One important area of application (and the original motivation for its development) is in resolution enhancement for atomic-scale imaging using X-rays or electrons where the manufacture of good quality lenses is difficult or very expensive. The technique is now widely employed at X-ray wavelengths where it is close to becoming a standard imaging tool. Electron ptychography has been shown to work with proof-of-principle experiments, but its development is as yet relatively immature.
Although visible light optics has near-perfect focussing lenses, it turns that there are very important areas of application at these wavelengths. The retrieved ptychographic image has very high phase sensitivity (of the order of 0.01 rad): this signal is quantitative, direct and absolute (not differential) over an unlimited field of view. It therefore has wide applications in biological imaging, especially of unstained, live cells which would otherwise have very low contrast. It can also image objects that introduce strong phase variations, for example for the characterisation of ophthalmic contact lenses. Other capabilities, such as post-experiment focussing, some degree of three-dimensional imaging, and the ability to have very large working distances are also beneficial.

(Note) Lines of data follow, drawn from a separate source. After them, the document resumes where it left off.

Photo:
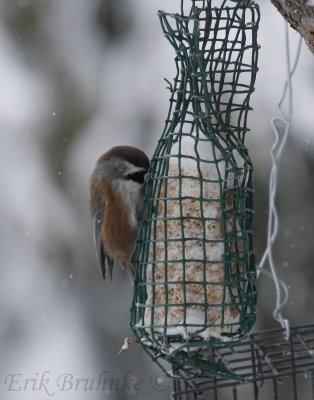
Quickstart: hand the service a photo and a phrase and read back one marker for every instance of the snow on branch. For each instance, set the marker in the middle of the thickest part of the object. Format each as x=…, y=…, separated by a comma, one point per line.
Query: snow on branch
x=300, y=15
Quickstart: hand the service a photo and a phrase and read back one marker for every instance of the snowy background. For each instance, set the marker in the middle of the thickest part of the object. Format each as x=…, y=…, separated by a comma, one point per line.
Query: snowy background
x=77, y=77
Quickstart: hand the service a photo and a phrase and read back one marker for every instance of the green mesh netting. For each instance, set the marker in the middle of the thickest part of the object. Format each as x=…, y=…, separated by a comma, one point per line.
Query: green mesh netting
x=194, y=260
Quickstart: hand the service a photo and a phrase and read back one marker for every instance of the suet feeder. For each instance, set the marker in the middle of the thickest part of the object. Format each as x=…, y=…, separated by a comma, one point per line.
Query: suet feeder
x=194, y=261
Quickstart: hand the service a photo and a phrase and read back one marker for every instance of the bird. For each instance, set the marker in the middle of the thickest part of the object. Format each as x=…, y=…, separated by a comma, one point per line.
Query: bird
x=117, y=189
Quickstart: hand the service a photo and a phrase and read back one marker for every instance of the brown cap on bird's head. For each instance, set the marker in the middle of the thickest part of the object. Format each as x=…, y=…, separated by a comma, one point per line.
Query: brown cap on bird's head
x=128, y=153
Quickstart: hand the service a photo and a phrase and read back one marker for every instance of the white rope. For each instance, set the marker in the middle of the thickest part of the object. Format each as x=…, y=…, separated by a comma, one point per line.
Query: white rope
x=281, y=128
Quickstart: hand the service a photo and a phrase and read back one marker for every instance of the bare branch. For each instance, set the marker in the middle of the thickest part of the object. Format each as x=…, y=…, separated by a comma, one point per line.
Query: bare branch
x=300, y=15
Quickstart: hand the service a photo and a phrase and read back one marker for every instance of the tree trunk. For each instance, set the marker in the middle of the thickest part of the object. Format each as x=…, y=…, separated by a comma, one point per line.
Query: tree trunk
x=300, y=15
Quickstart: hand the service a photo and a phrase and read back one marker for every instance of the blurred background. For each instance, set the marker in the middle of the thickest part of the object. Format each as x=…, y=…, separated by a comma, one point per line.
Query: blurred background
x=76, y=78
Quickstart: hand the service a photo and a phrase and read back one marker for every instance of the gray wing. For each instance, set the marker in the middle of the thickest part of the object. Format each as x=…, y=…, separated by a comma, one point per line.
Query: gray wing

Visible light ptychographic microscopes are now available commercially.
Research into ptychography is very active, especially in the X-ray community where related diffractive imaging methods have been established for over ten years. The focus is on algorithm improvements for the reconstruction process and in the development of experimental formats using, for example, poor quality lenses to assist in the data acquisition, the use of beam diffusers to enhance the expression of high-resolution information and the development of super-resolution techniques.
Optical
Figure 1: Phase image of 549 adenocarcinomic human alveolar basal epithelial cells. Field of view 350mm. Unlike with other methods, such as Zernike phase contrast, the edges of the features are well defined and have high contrast on a substantially flat background.

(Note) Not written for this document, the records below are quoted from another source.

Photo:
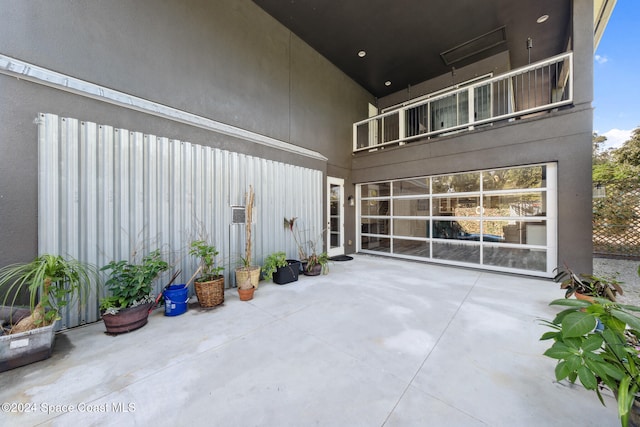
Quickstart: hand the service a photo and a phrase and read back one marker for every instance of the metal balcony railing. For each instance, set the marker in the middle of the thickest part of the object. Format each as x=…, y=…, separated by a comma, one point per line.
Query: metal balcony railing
x=541, y=86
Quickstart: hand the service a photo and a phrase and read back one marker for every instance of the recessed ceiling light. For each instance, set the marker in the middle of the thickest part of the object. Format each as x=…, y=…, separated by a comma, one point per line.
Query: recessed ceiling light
x=542, y=19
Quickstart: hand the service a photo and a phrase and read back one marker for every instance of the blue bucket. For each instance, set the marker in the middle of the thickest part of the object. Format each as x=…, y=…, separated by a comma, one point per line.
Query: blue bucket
x=176, y=298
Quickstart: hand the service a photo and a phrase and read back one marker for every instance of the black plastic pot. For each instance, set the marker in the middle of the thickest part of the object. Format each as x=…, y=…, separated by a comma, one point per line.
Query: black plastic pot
x=288, y=274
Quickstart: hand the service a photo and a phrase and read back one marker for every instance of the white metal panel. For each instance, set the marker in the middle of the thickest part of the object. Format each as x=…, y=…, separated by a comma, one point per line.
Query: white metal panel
x=109, y=194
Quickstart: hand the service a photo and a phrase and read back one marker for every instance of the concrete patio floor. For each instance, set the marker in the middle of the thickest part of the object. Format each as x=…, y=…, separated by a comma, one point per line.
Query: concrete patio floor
x=376, y=342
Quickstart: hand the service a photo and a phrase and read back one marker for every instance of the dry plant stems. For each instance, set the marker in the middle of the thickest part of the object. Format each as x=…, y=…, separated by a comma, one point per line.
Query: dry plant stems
x=249, y=219
x=295, y=231
x=51, y=280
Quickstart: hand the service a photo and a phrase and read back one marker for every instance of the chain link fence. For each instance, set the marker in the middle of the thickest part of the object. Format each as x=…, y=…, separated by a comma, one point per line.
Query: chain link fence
x=616, y=220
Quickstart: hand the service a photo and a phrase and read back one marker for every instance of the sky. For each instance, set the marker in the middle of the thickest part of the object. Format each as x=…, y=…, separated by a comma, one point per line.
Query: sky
x=616, y=71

Given the maturity of visible light optical imaging, it may at first sight seem like ptychography is a very complicated way of doing something that can be done very easily by a lens. However it turns that ptychography has some unique and important advantages. Perhaps the most important of these is that the method produces two images. One corresponds to a map of how much the object has absorbed or scattered the light passing through it. The second represents the phase that has been introduced into the light. It is the quality, contrast and quantitative nature of the second signal which is unique to ptychography (see above). Many specimens of interest – say biological cells – are essentially transparent so that they produce no contrast at all in the conventional bright field image. Biologists have developed ways of approximately imaging this phase information; say by using a Zernike phase plate or differential phase contrast. But these methods, although referred to as ‘phase imaging,’ do not produce a quantitative phase map over the entire field of view. One of the most extreme examples of the power of ptychography is shown below, which is the phase profile of a toric contact lens.
Figure 2: Phase plot of the whole of a 14mm diameter Menicon eye contact lens. Colour denotes phase. The thickest part of this lens is 250mm deep, which, given the refractive index, corresponds to 33 complete phase wraps: a very strong object. The phase has been unwrapped in the image on the right.

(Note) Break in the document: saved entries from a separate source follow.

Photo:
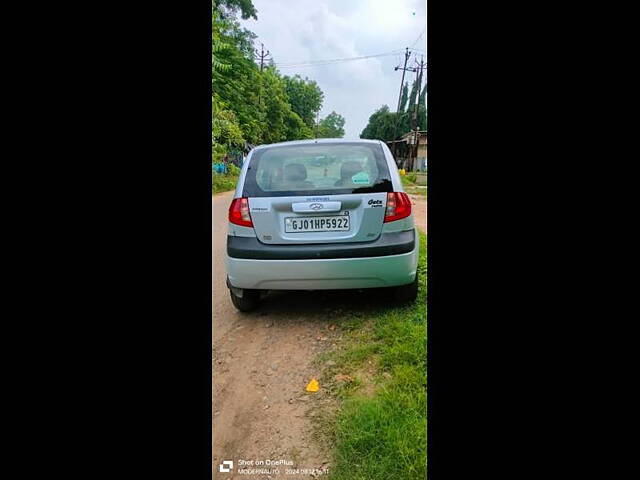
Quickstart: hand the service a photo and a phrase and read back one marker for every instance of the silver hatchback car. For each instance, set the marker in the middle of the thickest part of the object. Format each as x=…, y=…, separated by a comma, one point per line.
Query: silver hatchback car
x=320, y=215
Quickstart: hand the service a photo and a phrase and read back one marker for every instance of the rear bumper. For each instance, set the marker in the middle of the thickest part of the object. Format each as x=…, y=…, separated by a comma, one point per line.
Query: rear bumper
x=394, y=243
x=323, y=273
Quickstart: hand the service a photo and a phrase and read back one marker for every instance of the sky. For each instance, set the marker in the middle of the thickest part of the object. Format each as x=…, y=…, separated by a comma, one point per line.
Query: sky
x=310, y=30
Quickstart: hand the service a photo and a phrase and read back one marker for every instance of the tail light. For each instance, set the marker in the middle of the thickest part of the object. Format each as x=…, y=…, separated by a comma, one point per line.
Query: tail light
x=239, y=212
x=398, y=206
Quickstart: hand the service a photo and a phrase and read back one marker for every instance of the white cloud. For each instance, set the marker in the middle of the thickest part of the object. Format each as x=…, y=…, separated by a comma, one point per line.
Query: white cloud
x=305, y=30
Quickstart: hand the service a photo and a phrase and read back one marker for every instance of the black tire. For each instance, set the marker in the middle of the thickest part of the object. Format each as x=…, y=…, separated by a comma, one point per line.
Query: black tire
x=407, y=293
x=249, y=301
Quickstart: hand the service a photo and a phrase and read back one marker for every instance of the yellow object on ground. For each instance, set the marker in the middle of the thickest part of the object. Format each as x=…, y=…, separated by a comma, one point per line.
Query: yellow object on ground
x=313, y=386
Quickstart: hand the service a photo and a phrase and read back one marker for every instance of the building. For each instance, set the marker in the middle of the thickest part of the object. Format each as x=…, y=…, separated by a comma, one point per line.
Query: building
x=407, y=155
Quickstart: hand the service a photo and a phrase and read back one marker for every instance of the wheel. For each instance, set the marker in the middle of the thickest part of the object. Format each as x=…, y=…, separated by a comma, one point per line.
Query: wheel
x=249, y=301
x=407, y=293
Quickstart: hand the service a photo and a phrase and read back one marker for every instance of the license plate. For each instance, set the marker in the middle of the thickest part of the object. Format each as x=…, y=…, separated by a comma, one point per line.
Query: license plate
x=334, y=223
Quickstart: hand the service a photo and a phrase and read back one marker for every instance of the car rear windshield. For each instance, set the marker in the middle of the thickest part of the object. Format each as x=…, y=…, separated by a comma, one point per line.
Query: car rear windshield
x=317, y=169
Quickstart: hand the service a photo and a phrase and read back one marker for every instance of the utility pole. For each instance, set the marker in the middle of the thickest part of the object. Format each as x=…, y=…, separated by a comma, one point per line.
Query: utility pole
x=415, y=125
x=262, y=56
x=404, y=69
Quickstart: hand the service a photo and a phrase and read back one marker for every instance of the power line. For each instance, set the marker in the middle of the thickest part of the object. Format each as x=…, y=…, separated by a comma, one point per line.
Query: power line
x=262, y=56
x=419, y=37
x=334, y=60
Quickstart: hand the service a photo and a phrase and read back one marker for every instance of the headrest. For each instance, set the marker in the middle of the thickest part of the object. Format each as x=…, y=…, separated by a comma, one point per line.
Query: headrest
x=349, y=169
x=295, y=172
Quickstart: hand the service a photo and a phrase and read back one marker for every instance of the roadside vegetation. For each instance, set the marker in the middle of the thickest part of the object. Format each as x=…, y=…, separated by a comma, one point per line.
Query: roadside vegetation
x=223, y=182
x=378, y=377
x=254, y=104
x=410, y=185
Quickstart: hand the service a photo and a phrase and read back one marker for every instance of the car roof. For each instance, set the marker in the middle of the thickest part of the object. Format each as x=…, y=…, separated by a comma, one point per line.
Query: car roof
x=316, y=141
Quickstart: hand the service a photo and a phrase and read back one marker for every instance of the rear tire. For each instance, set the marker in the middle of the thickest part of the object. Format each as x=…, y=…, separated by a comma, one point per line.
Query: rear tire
x=249, y=301
x=407, y=293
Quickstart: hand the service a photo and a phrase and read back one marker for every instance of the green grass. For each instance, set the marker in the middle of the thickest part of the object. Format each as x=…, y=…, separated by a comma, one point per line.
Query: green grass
x=408, y=182
x=224, y=182
x=380, y=433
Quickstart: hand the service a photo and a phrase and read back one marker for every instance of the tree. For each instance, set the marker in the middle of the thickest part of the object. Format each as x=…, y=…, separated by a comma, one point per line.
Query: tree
x=381, y=125
x=332, y=126
x=231, y=7
x=305, y=97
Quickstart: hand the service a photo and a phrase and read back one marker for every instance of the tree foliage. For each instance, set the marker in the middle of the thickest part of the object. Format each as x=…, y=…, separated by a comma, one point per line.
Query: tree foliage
x=253, y=106
x=305, y=97
x=381, y=124
x=231, y=7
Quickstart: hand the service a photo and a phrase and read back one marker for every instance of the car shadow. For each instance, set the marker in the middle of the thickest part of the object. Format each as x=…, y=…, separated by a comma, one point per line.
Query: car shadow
x=327, y=302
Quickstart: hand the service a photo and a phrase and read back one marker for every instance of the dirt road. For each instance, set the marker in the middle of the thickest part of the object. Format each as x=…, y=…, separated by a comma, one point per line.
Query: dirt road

The phase signal is directly proportional to the optical thickness of the lens. The field of view in this picture is 14mm in diameter – enormous by the standards of conventional imaging – but the phase image is accurately quantitative with optical thickness sensitivity of better than 0.1 µm and does not suffer from any artefacts.
In reflection mode, we have measured phase changes of a fraction of 0.1% of p, corresponding to a height variation of less than one nanometre. The figure below is an image of a semiconductor wafer in reflection mode.
Figure 3: Phase(colour) and amplitude (hue) image of a semiconductor device seen in reflection mode. The phase is affected by both the height of the features and their dielectric constant.
It would be wrong to suggest that there are not other interferometric techniques that can deliver surface profile and/or wave phase information. However, these methods (for example holography or white light profilometry) require exacting specifications on the physical stability of the measuring kit. In contrast, because ptychography uses diffraction alone – i.e. the specimen itself is the interferometer – it is very insensitive to vibration.
Because ptychography uses a computer-generated lens, it has some further distinct advantages. The method can operate at extremely long working distances (5cm or more). As long as the detector subtends a suitably large effective numerical aperture at the specimen plane, it is possible to obtain high-resolution images through thick sealed bottles, Petri dishes, etc. Furthermore, once the data has been collected, the user can retrospectively refocus the computational lens, just like turning the focus knob on a conventional microscope.
Figure 4: (A) Modulus of the reconstructed image after 150 iterations: dark features correspond to absorbtion.
(B) Phase of the object corresponding to its optical thickness.
(C) Image obtained by scanning the aperture across the object to the same positions used in the reconstruction, this represents the intrinsic unprocessed resolution of the optical configuration.
(D) Conventional bright field image obtained on a x100 microscope.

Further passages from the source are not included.